Miguel Ángel Parada y Johanna Marcela Hernández se conocen desde el colegio. Ella dice que lo conoce desde sexto, pero él la conoce desde octavo grado y entre risas cuenta que le costó dos años lograr que se fijara en ella. Salieron del bachillerato juntos y muy pronto se convirtieron en padres de una hermosa hija, María Camila, que hoy tiene 20 años y acaba de tener su primer bebé.

Sin embargo, durante los primeros seis años de su hija siguieron viviendo cada uno en su casa, para darse tiempo de terminar su carrera. A los seis años, en el 2010, se casaron, un año después nació Manuel Ricardo, su segundo hijo, y dos años más tarde nació María José, la tercera.

Sin embargo, vino una fuerte crisis matrimonial que les dejó a ambos el corazón roto y una firme decisión de separarse. Ya estaban casados. Ya asistían a la iglesia, y, aun así, no estuvieron libres de esa situación difícil. ¿Por qué? Porque el matrimonio requiere trabajo, compromiso y obediencia.

Johanna tomó la decisión de separarse, pero Miguel quiso luchar por su familia.

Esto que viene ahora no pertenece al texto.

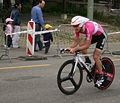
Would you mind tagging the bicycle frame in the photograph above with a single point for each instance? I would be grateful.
(79, 60)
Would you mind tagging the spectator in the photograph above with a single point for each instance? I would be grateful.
(37, 17)
(47, 37)
(8, 32)
(15, 15)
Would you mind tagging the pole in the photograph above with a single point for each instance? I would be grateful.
(90, 9)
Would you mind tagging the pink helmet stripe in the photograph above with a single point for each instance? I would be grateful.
(76, 20)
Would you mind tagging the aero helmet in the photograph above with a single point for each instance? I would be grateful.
(8, 19)
(78, 21)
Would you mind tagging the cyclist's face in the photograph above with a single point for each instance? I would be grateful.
(77, 28)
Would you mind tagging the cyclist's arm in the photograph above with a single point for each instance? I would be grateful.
(75, 42)
(83, 47)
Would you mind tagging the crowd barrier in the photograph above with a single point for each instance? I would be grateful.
(63, 37)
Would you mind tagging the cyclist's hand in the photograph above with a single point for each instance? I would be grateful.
(72, 50)
(67, 50)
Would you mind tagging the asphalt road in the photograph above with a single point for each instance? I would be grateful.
(35, 82)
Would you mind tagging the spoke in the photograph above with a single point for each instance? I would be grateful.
(73, 82)
(65, 79)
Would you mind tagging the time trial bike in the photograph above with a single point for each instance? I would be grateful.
(70, 74)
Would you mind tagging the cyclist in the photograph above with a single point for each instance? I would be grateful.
(94, 34)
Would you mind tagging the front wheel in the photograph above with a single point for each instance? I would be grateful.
(69, 82)
(108, 71)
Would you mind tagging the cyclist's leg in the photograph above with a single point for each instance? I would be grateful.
(87, 60)
(96, 57)
(99, 47)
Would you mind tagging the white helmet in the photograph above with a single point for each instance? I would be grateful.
(78, 20)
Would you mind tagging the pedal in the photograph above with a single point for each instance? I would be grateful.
(89, 79)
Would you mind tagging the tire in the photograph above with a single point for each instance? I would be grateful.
(108, 71)
(68, 83)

Dios tocó su corazón y le mostró que, como cabeza, debía hacer algo diferente para que las cosas cambiaran.

Iniciaron juntos un proceso fuerte de consejería y apoyo con el ministerio de Casa2 para restaurar su matrimonio. Cambiaron hábitos, dejaron el egocentrismo y se dedicaron a servirse mutuamente y a volver a verse con ojos de amor.

Asistieron al encuentro de parejas, se involucraron con el ministerio asistiendo a las reuniones de grupos pequeños, a los cursos, renovaron sus votos matrimoniales. Decidieron perdonarse de corazón y ser obedientes haciendo lo posible para que Dios hiciera lo imposible.

En ese momento, cuando la crisis todavía no había terminado, quedaron en embarazo de su cuarta hija, Victoria, quien lleva este nombre porque es justamente lo que Dios les regaló para su hogar y su matrimonio, la victoria.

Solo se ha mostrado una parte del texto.